以下は私自身が関わってきた中で重要だと感じているUXの接点です。
インタラクション設計
- 会話の自然さ、選択肢の提示、ユーザーの入力補助など、人との接点をどう設計するかが重要。
- 誤解や不信を生まないように、「言葉の使い方」や「言い回し」に配慮します。
プロンプト設計支援
- UXライティングの延長として、ユーザーの意図がAIに正確に伝わるように入力パターンを設計。
- プロンプトのテスト・バリエーション出しもデザイナーが関与できます。
業務理解とタスク設計
- ユーザーの業務プロセスを可視化し、どの工程をAIに任せるかをマッピング。
- 「自動化する/しない」の線引きをユーザー体験視点で行うことが鍵になります。
実例で見るAIエージェントの働き方
以下は、実際に導入が進んでいるAIエージェントのユースケースです。
営業アシスタント
営業担当のメール内容や商談記録をもとに、要点をまとめてCRMに登録。さらに、次回のアクション候補を提案してくれる。
→ 作業の短縮だけでなく「次の一手」を後押しする体験設計が重要。
社内ヘルプデスク
Slack上で「VPNつながらない」と打てば、マニュアルを検索し、該当手順を提示。そのまま申請フォームまで案内してくれる。
→ マニュアルのUX+導線設計の最適化が問われます。
マーケティング支援
過去のLPや広告文のパフォーマンスを分析し、新しいコピーの草案を生成。さらにABテスト候補として複数パターンも提案。

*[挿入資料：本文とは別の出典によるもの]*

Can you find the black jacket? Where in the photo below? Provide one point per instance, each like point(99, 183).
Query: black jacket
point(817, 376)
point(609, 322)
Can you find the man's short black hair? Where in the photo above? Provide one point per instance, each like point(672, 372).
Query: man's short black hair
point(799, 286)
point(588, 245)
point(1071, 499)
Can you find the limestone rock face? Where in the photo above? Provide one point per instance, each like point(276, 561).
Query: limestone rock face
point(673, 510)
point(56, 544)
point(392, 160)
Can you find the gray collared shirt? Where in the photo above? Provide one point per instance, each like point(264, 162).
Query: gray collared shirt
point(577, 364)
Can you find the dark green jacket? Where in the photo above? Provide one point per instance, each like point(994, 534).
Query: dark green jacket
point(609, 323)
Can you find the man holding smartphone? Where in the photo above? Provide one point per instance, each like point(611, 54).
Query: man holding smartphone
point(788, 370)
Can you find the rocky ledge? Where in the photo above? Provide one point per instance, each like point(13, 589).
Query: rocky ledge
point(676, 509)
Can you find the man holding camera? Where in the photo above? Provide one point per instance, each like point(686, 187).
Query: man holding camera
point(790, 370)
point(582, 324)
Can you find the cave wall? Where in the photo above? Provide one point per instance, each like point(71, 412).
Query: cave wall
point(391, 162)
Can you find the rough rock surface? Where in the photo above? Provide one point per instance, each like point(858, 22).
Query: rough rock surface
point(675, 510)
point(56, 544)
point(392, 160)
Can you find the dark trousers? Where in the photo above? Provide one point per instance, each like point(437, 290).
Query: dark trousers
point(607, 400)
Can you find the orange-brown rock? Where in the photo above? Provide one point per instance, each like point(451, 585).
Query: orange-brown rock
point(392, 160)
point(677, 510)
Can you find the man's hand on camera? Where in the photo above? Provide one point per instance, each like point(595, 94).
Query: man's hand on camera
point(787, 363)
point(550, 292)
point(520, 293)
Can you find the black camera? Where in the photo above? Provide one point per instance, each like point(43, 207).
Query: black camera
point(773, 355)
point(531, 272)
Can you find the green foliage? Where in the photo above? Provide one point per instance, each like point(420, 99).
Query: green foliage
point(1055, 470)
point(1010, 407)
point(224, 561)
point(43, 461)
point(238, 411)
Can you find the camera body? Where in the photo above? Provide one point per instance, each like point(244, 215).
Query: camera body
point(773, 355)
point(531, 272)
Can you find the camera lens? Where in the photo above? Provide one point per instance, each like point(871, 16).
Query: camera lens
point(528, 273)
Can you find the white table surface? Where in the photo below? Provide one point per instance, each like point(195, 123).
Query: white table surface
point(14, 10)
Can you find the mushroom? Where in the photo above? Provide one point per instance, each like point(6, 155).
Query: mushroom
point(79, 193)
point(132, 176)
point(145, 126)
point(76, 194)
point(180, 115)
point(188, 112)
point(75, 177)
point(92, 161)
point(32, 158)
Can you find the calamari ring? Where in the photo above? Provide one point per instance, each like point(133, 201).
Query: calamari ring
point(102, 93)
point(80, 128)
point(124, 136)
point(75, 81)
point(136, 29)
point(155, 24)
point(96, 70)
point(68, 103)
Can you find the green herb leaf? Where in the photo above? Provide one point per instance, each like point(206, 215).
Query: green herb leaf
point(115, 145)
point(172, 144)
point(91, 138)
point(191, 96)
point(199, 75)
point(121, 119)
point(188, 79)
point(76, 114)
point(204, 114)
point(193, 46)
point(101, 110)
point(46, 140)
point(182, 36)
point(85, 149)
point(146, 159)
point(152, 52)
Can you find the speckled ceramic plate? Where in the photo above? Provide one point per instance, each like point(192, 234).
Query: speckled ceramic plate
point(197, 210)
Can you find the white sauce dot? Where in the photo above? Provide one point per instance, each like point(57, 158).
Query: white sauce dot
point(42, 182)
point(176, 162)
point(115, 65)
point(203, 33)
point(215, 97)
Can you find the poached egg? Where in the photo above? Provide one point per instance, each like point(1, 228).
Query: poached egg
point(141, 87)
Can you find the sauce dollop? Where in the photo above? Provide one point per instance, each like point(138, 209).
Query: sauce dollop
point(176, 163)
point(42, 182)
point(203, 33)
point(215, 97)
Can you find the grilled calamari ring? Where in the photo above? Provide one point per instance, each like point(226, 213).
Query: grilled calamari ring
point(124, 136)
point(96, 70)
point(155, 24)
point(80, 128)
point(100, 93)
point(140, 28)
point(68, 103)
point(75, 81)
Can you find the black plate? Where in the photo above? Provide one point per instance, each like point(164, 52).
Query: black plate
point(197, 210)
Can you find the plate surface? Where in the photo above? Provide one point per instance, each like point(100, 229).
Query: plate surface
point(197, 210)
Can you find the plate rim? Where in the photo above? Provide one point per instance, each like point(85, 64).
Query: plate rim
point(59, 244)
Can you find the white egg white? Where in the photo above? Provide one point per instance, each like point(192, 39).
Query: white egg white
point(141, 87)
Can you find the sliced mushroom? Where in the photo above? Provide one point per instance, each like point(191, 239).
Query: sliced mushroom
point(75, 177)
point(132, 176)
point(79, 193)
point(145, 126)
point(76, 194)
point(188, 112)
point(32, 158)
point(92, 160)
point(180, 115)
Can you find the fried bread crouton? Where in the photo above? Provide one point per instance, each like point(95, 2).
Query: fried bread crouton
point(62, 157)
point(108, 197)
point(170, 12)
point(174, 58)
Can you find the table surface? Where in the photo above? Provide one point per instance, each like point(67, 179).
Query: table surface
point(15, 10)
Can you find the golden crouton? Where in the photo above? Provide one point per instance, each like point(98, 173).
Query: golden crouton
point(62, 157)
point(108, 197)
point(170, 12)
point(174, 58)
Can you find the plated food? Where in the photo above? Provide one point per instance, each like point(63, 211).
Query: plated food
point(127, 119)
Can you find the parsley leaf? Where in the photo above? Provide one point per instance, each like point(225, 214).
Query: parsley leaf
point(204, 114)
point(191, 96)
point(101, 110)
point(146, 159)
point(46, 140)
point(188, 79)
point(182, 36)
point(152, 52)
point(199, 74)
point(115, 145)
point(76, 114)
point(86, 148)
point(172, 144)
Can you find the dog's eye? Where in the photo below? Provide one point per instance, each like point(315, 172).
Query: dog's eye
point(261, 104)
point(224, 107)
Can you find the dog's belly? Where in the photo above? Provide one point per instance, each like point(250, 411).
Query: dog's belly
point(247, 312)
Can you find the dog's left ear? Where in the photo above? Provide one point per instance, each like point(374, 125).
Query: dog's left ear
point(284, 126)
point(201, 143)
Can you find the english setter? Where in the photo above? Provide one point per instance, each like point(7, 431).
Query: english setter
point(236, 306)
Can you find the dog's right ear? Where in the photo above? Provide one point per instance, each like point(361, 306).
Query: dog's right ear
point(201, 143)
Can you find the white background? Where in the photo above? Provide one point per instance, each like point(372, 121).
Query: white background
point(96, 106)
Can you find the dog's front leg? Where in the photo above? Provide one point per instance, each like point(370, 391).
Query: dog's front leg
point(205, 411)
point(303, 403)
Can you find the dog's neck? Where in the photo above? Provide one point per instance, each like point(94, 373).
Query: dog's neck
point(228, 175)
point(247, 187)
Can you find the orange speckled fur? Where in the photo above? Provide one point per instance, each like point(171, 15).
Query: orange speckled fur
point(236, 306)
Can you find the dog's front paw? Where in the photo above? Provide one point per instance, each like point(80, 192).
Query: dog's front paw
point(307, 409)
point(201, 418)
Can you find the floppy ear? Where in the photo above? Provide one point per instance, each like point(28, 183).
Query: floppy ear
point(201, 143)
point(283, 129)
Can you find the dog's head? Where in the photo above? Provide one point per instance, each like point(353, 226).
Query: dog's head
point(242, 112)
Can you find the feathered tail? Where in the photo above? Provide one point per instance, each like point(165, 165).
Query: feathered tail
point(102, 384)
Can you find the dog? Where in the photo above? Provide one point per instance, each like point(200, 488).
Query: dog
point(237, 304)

→ 単なる文生成ではなく、「選べるUX」や「文脈表示」が体験価値になります。
デザイン観点での課題と展望
AIエージェントは可能性に満ちていますが、まだまだ課題も山積しています。以下は、デザイナーの視点で特に重要と感じているテーマです。
信頼の設計:AIが間違える前提で考える
- 完全自動ではなく「人が判断できるように支える」設計が大切。
- 出典表示、手戻りの選択肢、Undo設計などが信頼の鍵。
可視性と期待値コントロール:何ができるかをユーザーに伝える
- ユーザーは「これもやってくれるの?」と戸惑いがち。
- ガイドライン/プレビューUI/説明文の設計で期待値調整を支援。
継続利用に向けて:“手応え感”のあるUIをどう作るか
- 自動化=見えない操作、だからこそユーザーに「働いてくれた」感覚を与える視覚的・聴覚的フィードバックが必要。
将来性と持続性:誰でも使えるAIのために
- 高度な機能を「誰でも迷わず使える」ようにするのがUXの役割。
- マルチモーダル対応やアクセシビリティの観点も今後はより重要に。
おわりに(まとめ)
AIエージェントは、単なるチャットやFAQの延長ではありません。「業務の共演者」として、ユーザーとともに働く存在です。そんな未来をデザインするには、UXデザイナーの力が必要です。私自身も学びの途中ですが、このシリーズを通して、「デザイナー視点から見るAI」の理解と応用の一助になれればと思っています。